If you’ve never personally experienced a group of teenage girls sobbing after an episode of Grey’s Anatomy, I’m going to write these next few lines under the assumption that you have a pretty good idea of what this hot mess looks like.

On August 17, 2010, seven hours before the take-off of my first flight from San Diego to Boston, I was standing in a garage, in a circle with my very best girlfriends. As we all strived to stay as classy as possible, we couldn’t hold back the streamlining tears that came concomitant with our hyperventilation. There was no denying that our lives would change drastically, our friendships would be challenged, and that we were drowning not only in our tears, but also in our profound fear of the unknown. Within this moment, we were sure that our worlds would ruthlessly collapse because we wouldn’t be sharing sandwiches or seeking shelter from the seagulls or comparing our carrot sticks at lunch anymore.
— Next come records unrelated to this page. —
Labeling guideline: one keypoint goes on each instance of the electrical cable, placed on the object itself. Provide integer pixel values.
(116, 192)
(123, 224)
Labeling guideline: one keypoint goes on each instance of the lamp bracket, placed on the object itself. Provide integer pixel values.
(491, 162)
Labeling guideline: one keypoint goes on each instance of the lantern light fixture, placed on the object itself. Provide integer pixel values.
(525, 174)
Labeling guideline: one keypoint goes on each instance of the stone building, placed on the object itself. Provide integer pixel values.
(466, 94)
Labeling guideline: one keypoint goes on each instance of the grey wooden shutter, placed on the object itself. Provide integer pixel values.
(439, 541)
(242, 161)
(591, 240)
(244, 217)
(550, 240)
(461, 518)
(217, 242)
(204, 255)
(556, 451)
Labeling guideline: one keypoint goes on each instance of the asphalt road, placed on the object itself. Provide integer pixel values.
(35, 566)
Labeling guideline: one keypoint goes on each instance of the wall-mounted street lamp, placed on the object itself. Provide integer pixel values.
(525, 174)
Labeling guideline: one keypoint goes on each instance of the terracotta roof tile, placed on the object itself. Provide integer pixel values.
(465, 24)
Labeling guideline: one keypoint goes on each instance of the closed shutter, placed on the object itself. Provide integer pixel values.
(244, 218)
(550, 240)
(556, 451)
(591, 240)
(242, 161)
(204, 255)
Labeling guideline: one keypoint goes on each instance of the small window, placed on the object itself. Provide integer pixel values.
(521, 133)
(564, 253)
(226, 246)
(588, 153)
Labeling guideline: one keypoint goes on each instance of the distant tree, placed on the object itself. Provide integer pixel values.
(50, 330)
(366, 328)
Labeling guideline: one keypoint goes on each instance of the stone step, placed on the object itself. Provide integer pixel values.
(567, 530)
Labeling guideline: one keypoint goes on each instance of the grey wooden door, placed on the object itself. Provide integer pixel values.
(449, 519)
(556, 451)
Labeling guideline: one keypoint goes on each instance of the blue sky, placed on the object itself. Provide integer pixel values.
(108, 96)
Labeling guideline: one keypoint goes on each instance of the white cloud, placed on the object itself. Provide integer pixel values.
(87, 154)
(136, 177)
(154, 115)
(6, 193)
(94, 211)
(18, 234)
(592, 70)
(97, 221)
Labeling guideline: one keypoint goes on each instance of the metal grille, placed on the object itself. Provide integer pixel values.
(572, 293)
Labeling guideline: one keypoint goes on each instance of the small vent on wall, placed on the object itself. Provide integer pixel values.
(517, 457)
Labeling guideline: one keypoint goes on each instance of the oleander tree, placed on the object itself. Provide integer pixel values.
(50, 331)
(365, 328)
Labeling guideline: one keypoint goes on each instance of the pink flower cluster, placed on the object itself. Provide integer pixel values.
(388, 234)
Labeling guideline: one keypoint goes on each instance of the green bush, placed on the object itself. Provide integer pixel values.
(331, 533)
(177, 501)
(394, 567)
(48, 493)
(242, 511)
Yes, these were indeed defining characteristics of our bestfriendship.

That’s why this time of the year is so exponentially imperative: two of my friends from home share a birthday on November 10. You can find me scrambling around Harvard Square attaching symbolism to each item purchased while reciting the nine steps of neuronal development (it’s midterms, round 2 season). With my birthday presents, however, I prefer to emphasize the importance of the birthday letter. So after I finished collaborating on a physics problem set (endearingly termed pset), I spent a few hours pouring my heart and cheesy humor into the lines of college-ruled loose leaf paper, until I realized I had a physics lecture in 4 hours and haven’t slept yet…whoops!
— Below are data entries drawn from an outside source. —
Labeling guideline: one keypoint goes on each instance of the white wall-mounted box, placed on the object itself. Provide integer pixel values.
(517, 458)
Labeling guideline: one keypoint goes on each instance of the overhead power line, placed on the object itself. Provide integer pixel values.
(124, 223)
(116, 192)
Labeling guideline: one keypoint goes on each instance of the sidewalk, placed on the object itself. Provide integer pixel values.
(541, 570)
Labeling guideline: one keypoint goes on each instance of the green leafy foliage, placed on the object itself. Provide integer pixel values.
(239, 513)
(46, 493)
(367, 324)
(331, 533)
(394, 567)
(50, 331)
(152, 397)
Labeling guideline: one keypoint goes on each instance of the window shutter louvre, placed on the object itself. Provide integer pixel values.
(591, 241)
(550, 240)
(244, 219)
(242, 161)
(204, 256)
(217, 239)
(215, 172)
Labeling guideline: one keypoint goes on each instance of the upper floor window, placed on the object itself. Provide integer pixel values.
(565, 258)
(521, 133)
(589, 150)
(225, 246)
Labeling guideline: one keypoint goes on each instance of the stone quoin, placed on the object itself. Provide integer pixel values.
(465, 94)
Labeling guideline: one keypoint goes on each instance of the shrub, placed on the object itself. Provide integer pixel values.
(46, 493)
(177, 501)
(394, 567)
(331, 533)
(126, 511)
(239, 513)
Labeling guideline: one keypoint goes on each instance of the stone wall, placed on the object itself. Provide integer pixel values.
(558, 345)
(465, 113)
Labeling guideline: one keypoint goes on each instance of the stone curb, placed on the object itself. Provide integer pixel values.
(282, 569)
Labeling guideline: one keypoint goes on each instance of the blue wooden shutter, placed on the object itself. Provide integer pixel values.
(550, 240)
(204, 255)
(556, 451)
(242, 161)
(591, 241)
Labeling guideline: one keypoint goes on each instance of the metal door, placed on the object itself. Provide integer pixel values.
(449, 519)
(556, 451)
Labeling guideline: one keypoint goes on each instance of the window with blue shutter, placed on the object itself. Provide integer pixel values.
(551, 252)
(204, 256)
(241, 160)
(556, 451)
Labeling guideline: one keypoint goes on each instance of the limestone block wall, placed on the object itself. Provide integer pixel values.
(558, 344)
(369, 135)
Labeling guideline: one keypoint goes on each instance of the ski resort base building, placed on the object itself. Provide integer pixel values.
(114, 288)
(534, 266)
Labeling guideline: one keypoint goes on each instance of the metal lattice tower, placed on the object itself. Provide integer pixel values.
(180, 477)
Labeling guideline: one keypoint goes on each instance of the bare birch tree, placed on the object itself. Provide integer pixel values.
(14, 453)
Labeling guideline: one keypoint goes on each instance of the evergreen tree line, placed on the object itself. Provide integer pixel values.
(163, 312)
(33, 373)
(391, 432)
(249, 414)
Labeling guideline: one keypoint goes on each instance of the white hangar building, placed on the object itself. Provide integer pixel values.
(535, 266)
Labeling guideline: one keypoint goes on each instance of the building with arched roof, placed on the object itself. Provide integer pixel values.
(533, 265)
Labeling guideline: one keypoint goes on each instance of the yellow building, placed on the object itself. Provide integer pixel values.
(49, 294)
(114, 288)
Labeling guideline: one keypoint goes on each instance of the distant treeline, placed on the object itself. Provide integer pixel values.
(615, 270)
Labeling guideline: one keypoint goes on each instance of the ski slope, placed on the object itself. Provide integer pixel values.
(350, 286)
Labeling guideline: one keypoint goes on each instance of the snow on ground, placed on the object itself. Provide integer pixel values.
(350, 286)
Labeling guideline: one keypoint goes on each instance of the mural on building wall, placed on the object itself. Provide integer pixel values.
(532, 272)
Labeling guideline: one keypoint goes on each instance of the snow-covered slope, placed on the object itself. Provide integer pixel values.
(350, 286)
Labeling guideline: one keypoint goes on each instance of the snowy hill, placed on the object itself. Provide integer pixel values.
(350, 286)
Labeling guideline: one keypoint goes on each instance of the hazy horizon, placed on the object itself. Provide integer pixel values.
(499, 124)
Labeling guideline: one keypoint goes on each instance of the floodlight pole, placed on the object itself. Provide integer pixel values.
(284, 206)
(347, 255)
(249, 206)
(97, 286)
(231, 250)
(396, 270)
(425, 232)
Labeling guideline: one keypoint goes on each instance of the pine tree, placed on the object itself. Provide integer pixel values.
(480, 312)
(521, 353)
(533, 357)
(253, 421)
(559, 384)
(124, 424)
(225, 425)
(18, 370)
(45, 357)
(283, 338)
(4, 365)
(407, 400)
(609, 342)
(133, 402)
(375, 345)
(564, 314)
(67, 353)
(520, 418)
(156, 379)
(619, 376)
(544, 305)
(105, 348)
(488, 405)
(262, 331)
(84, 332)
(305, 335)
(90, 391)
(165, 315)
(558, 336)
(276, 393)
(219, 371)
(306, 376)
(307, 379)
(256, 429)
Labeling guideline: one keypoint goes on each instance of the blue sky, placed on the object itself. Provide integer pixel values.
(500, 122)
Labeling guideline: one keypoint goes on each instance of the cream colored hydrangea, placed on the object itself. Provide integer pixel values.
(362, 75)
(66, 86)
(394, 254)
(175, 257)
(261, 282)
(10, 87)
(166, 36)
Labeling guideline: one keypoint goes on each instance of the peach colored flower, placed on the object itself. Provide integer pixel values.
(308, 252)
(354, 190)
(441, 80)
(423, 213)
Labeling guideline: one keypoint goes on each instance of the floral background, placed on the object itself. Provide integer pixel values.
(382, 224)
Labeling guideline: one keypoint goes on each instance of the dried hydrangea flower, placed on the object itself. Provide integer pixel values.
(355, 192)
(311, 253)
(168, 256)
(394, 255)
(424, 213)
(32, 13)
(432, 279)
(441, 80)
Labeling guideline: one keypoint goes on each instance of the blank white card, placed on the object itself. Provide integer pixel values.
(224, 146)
Sometimes on campus, it can seem like an ongoing challenge to get less sleep than all of your friends. This isn’t because Harvard students are obnoxiously competitive in all things related to life (did you notice I collaborated with other students to complete my physics homework??); it’s because we’re all trying to create marvelous memories of our college years. None of the stressful Math 55 psets will be distinguishable in the end and none of our organic chemistry exams will seem so pinnacle. What will be ingrained in our memories are the times when our friends in the Quad wanted to Skype about a pset because they live so far or the times you snorted because that nerdy joke just hit the spot. You’ll remember your friendships because it’s the friendships – not the psets or papers – that endure. So to all you current college applicants out there, don’t worry about losing touch with your friends because both, your memories and relationships, will last!